Violência contra as mulheres 
Nova versão suprimiu trechos relativos ao compromisso educacional com a agenda da não violência contra as mulheres

Quilombolas
Também foi removida orientação para promoção das culturas quilombolas e dos povos do campo

Diversidade 
Orientação para que ilustrações presentes no material didático retratassem “a diversidade étnica da população brasileira, a pluralidade social e cultural do país” foi removida

Propaganda 
Veto à propaganda nos livros didáticos foi removido. Não fica claro se a publicidade tradicional seria autorizada ou apenas o uso de textos publicitários em atividades educacionais. A publicidade em material didático é vetada por resolução do Conselho Nacional dos Direitos da Criança e do Adolescente 

Erros
Trecho que exigia livros sem erros de revisão ou impressão foi retirado 

Entenda o edital

O que é o edital do Programa Nacional do Livro Didático?
O edital serve de referência para que as editoras produzam livros didáticos, que serão avaliados pelo governo. Uma comissão técnica do MEC seleciona uma lista de livros, que é levada às redes e escolas para que possam escolher quais obras adotarão no ano letivo. Também inclui os livros literários que serão trabalhados em sala de aula.

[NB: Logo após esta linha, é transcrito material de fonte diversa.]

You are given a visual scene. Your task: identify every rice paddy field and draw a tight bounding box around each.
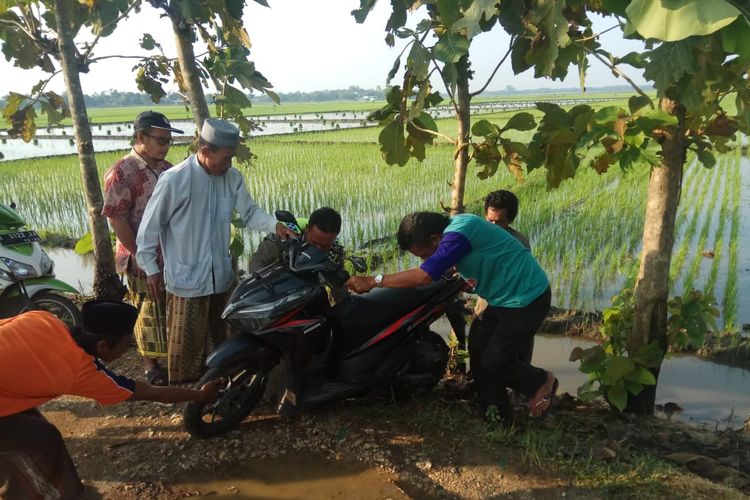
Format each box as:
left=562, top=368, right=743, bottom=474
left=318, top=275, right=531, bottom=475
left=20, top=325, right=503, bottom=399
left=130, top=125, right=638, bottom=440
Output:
left=1, top=101, right=748, bottom=330
left=22, top=91, right=636, bottom=126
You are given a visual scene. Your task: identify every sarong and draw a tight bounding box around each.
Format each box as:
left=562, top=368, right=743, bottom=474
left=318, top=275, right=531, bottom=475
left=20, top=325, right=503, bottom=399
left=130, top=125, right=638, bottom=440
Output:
left=166, top=292, right=229, bottom=384
left=127, top=273, right=168, bottom=358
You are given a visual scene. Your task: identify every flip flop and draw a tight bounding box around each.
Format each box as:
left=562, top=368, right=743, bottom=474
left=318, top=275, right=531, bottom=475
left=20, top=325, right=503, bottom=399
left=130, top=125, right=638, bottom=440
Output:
left=533, top=377, right=559, bottom=417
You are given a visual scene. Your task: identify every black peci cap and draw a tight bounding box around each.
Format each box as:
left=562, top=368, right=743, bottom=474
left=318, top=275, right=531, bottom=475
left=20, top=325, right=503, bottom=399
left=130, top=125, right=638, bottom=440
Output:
left=134, top=110, right=184, bottom=134
left=82, top=299, right=139, bottom=337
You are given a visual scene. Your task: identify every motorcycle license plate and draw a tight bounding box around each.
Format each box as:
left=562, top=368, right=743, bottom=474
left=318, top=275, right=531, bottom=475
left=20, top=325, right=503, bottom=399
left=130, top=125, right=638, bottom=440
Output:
left=0, top=230, right=41, bottom=246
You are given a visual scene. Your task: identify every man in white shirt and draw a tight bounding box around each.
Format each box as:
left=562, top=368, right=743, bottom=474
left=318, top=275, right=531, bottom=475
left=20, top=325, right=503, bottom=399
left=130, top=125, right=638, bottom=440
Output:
left=136, top=118, right=296, bottom=383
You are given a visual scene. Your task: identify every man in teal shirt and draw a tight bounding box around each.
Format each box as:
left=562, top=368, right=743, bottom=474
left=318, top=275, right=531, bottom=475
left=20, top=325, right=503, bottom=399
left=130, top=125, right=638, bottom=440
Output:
left=346, top=212, right=556, bottom=423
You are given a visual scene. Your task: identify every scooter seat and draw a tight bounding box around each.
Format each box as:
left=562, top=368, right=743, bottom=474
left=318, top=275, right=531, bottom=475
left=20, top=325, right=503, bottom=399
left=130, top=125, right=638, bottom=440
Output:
left=329, top=279, right=450, bottom=340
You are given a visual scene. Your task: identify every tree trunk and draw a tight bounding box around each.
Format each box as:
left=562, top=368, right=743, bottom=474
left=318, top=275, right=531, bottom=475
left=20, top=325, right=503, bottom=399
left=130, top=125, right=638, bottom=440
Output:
left=627, top=98, right=686, bottom=414
left=169, top=4, right=210, bottom=132
left=449, top=56, right=471, bottom=215
left=54, top=0, right=125, bottom=300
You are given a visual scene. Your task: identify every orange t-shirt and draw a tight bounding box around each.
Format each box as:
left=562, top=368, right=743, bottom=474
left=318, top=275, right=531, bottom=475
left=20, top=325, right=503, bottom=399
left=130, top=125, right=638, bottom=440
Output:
left=0, top=311, right=135, bottom=417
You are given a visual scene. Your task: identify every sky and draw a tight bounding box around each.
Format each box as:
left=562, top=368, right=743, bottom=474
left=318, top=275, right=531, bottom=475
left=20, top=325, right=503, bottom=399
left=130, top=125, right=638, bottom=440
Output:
left=0, top=0, right=649, bottom=97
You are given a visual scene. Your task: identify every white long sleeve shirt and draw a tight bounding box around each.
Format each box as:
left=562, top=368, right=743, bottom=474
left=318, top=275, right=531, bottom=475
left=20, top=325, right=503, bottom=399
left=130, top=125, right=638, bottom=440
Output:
left=136, top=154, right=277, bottom=297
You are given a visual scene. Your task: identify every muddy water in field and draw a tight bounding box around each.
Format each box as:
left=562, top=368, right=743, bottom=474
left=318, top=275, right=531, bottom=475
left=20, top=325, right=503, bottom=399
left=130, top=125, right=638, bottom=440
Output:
left=433, top=319, right=750, bottom=429
left=174, top=452, right=408, bottom=499
left=46, top=247, right=95, bottom=293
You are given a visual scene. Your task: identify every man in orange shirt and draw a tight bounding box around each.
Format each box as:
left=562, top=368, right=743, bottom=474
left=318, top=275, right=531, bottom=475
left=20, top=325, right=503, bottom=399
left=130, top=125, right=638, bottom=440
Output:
left=0, top=300, right=220, bottom=500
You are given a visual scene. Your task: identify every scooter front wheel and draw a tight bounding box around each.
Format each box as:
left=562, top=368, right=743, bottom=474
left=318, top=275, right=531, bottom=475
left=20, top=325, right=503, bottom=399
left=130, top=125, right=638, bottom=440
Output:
left=29, top=292, right=81, bottom=328
left=184, top=362, right=268, bottom=438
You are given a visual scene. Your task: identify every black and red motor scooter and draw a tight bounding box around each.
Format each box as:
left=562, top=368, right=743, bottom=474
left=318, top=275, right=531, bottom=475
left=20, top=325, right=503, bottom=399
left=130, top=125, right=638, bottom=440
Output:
left=184, top=217, right=463, bottom=438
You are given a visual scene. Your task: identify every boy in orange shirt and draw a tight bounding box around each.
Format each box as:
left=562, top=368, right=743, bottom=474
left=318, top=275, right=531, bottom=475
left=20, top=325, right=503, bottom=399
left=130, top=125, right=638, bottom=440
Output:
left=0, top=300, right=220, bottom=499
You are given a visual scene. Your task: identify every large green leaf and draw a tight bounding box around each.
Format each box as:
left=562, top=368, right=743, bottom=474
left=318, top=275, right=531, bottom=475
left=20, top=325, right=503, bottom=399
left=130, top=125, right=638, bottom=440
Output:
left=407, top=42, right=430, bottom=81
left=602, top=355, right=636, bottom=385
left=626, top=366, right=657, bottom=385
left=592, top=105, right=625, bottom=124
left=721, top=17, right=750, bottom=61
left=697, top=149, right=717, bottom=168
left=378, top=120, right=410, bottom=166
left=351, top=0, right=377, bottom=23
left=643, top=38, right=699, bottom=92
left=498, top=0, right=526, bottom=35
left=631, top=341, right=664, bottom=369
left=502, top=111, right=536, bottom=131
left=74, top=231, right=94, bottom=255
left=433, top=33, right=470, bottom=63
left=628, top=95, right=652, bottom=114
left=606, top=382, right=627, bottom=411
left=625, top=0, right=739, bottom=41
left=472, top=119, right=500, bottom=138
left=452, top=0, right=499, bottom=39
left=387, top=56, right=401, bottom=84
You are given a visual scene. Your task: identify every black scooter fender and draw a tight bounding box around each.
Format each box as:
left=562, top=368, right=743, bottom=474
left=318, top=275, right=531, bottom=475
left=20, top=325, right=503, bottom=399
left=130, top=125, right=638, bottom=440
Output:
left=206, top=334, right=278, bottom=369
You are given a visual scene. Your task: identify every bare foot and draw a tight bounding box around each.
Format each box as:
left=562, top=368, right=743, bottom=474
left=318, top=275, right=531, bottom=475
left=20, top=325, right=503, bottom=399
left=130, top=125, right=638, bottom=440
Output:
left=529, top=371, right=556, bottom=417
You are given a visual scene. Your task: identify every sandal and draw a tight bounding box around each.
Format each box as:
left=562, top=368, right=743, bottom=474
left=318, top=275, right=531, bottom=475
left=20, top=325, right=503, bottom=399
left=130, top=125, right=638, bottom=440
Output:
left=145, top=366, right=168, bottom=386
left=530, top=375, right=559, bottom=417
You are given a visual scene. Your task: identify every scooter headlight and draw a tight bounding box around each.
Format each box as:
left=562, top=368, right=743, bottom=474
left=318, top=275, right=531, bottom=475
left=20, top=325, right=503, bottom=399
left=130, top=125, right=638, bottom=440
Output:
left=0, top=257, right=38, bottom=281
left=0, top=263, right=13, bottom=282
left=39, top=249, right=54, bottom=276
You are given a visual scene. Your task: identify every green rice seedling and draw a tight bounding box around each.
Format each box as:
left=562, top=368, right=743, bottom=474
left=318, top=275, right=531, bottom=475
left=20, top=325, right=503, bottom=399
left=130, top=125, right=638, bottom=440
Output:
left=670, top=163, right=712, bottom=284
left=722, top=152, right=742, bottom=330
left=682, top=161, right=722, bottom=294
left=704, top=159, right=733, bottom=299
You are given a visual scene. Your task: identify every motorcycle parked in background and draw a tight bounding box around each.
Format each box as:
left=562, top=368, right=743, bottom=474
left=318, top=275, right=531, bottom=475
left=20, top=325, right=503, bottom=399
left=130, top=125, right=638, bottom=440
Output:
left=0, top=202, right=81, bottom=326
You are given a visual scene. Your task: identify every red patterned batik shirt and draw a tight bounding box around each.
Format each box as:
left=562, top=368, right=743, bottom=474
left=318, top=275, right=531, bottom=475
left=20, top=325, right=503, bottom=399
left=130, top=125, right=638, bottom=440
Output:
left=102, top=149, right=171, bottom=276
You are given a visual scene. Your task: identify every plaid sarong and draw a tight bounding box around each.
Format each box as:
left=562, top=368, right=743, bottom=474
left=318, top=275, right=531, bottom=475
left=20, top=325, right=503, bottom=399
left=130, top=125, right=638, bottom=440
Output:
left=166, top=292, right=230, bottom=384
left=127, top=273, right=168, bottom=358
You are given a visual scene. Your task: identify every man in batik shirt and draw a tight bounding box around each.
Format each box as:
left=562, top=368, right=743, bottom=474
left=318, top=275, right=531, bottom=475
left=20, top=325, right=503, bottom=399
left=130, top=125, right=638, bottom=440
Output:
left=102, top=111, right=183, bottom=385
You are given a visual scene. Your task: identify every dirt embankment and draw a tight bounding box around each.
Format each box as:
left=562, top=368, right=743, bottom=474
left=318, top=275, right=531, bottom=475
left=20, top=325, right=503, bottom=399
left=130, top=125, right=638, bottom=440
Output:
left=39, top=349, right=750, bottom=500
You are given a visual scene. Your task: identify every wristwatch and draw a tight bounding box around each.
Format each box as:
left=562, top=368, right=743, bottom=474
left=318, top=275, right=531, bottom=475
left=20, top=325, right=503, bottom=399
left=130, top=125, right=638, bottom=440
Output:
left=374, top=274, right=384, bottom=287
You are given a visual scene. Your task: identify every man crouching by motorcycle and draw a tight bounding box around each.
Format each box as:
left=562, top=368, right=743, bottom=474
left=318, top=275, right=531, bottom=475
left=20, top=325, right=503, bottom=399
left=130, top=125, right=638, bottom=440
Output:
left=248, top=207, right=346, bottom=304
left=0, top=300, right=221, bottom=499
left=346, top=211, right=556, bottom=426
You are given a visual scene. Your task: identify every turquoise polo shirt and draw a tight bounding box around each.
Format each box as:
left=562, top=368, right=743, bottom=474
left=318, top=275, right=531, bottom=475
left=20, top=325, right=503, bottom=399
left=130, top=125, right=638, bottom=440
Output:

Quando os livros selecionados pelo edital em questão chegarão às escolas?
Em 2020. Contudo, as editoras já haviam enviado os livros para avaliação do MEC em novembro. As mudanças feitas pela gestão atual foram publicadas em 2 de janeiro. 

Os livros atenderão a que séries? 
As obras serão usadas por alunos do 6º ao 9º ano do ensino fundamental.

O que disse o MEC? 
Em nota, o ministério disse que a versão do edital, publicada no segundo dia de governo do Bolsonaro, é de responsabilidade da gestão Michel Temer e que as alterações serão anuladas.